It's only April and already we have seen our second movie, in the theatre, for the year! (In a good year we average about 3-4 movies a year, compared to about 60 stage shows.)
When I took my friend Ruth for her post-op appointment last week, we were talking about what fun we had on our trip to Half Moon Bay to meet author Michael Connelly and about how the movie, based on his book, The Lincoln Lawyer, should be in theaters now.
I suggested that we should try to go to see the movie together, since we had been discussing Connelly books for so long. Also, Ruth has been cooped up in her house following her hip surgery, and now that she is starting to get mobile that sounded like a good idea to her.
Walt decided he wanted to see the movie too, so we picked Ruth up this afternoon and the 3 of us headed to the theatre. Until about 2 minutes before the show started, we thought we were going to be the only people in the theatre, but three other people arrived before the lights went down.
I'm always a little leery about seeing a movie about a character I know well. Lincoln Lawyer follows Connelly's character, Mickey Haller, a defense attorney who practices law out of his car on the streets of Los Angeles. I wondered if the actor could match my image of Haller, but I was happy to see that Matthew McConaughey makes a very satisfactory Haller and will now be the image I see when I read a book which features that character.
Haller's stories are always very gritty and I was pleased that the film version didn't pretty them up. It remained quite true to the book itself and I can see why Connelly was pleased with the film.

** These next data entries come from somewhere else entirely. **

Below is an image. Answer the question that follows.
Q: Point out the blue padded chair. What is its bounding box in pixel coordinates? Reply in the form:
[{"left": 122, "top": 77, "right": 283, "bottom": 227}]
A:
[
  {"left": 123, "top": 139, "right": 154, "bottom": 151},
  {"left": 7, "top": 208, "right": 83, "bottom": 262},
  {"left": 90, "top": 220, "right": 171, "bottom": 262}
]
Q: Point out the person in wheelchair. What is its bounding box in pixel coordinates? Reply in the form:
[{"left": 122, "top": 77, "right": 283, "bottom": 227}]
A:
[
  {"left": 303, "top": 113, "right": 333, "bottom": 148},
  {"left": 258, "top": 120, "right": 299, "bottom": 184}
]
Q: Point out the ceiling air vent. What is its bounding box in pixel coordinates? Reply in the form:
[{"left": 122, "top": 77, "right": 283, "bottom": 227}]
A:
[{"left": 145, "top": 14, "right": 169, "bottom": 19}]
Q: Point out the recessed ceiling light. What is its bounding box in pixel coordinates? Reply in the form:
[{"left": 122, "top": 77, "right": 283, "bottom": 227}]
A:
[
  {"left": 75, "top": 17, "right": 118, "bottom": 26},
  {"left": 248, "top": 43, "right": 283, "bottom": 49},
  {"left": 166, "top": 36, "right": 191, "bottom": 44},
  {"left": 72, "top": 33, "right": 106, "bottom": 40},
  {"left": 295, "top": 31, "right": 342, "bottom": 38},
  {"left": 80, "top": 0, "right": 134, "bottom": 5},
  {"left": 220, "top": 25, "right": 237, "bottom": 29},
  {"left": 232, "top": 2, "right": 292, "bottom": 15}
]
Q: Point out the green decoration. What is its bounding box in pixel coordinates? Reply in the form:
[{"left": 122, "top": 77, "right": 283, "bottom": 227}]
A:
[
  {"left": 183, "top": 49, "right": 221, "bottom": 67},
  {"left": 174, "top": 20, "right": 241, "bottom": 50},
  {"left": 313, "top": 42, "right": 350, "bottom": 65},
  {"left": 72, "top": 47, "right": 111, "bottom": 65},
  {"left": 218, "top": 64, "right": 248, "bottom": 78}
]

If a Harry Bosch book is made into a movie I will probably not see it, because I have my own image of Harry Bosch and don't want it spoiled.
(I remember how disappointed I was when they made a cartoon movie of The Hobbit. Since the movie came out, I can only picture that image of hobbits, though prior to the movie, my mental image was quite different._
It's an entertainment weekend. I hadn't reviewed a stage show in quite awhile, but we saw the touring Broadway production of Young Frankenstein last night. I was glad to see it, though it wasn't on a par with Mel Brooks' earlier The Producers. Still it has that unmistakable Brooks humor, the crude Catskills comedy (which, at its best, includes an awful lot of jokes and physical comedy about male genitalia and female breasts). The dances were good, "Puttin' on the Ritz" brings down the house, and there are costume changes that will have you gasping and wondering how they did that!
I was up at 5 a.m. this morning finishing the review and sending it off to the theatre.
Still to come over the weekend are tapings of the radio show Says You on Friday and Sunday and Charlotte's mother's memorial service on Saturday.
I probably will not review the memorial service, though I'm sure it would get four stars if I did.